Our surveyed IoT boards are primarily from the following manufacturers: Arduino, Raspberry Pi, Intel, UDOO, Pycom, Adafruit, Sony, BeagleBoard.org, SeeedStudio, SanCloud, Particle, MediaTek, Onion, AirThing, and Tessel, to name a few.

Instructions: 

Each column provides architectural detail about a particular IoT board and its related specifications in the datasheet.
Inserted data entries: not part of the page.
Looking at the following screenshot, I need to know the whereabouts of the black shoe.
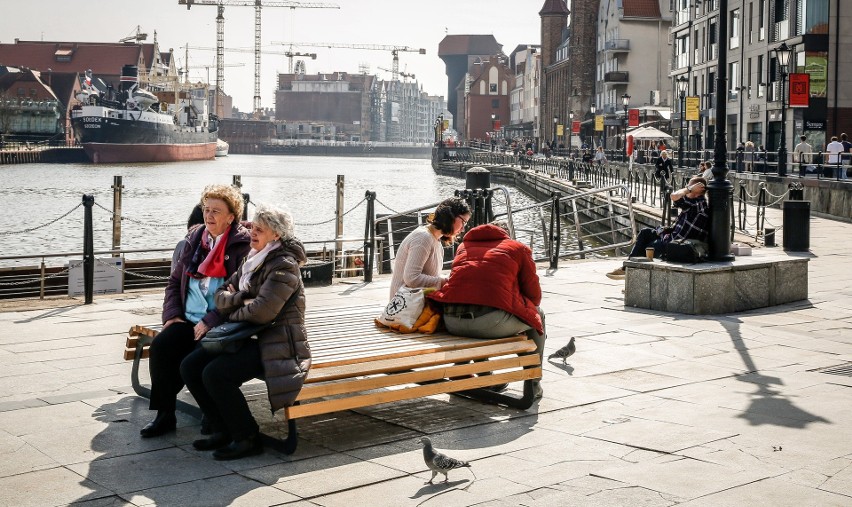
[192,432,231,451]
[213,435,263,461]
[201,414,213,435]
[139,412,177,438]
[486,383,509,393]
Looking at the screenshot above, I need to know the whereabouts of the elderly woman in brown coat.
[181,202,311,460]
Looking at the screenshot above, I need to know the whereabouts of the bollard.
[763,227,775,246]
[787,183,805,201]
[112,176,124,257]
[364,190,376,283]
[781,201,811,252]
[83,194,95,305]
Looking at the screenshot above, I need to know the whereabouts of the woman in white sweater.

In addition, a detailed description of each of the columns is provided in the following.

1. The first column has the name of the prototyping IoT board used.
2. The next column provides the name of the board design/manufacturer.
3. Processor or the controller used on the board is shown in the third column.
4. The fourth column depicts the maximum clock speed available for the primary computational facility on the board.
5. Next column presents the number of analog pins available for the rapid prototyping board. The numbering includes pins with analog sensing capability (ADC-enabled).
6. We mention the number of digital pins on the IoT board in column 6. The number includes the pins that can provide a DAC capacity, GPIO functionality, serial and parallel interface provisions, and power pins.
7. Then, we show the memory division (in KB or MB) when DRAM, SRAM, EEPROM, Flash, DDR2, and DDR3 are considered (refer to columns 7 – 12).
8. In column 13, we mention the SD card for a particular board.
9. Next, we note the information about the operating voltage of the board.
10. Year of a particular IoT board launch is mentioned in the next column.
11. Number of cores provides us with the number of processors/controllers available onboard and gives us an insight into the parallel processing capacity of the board.
12. The last column of the datasheet provides the planar spatial dimension of a particular IoT board.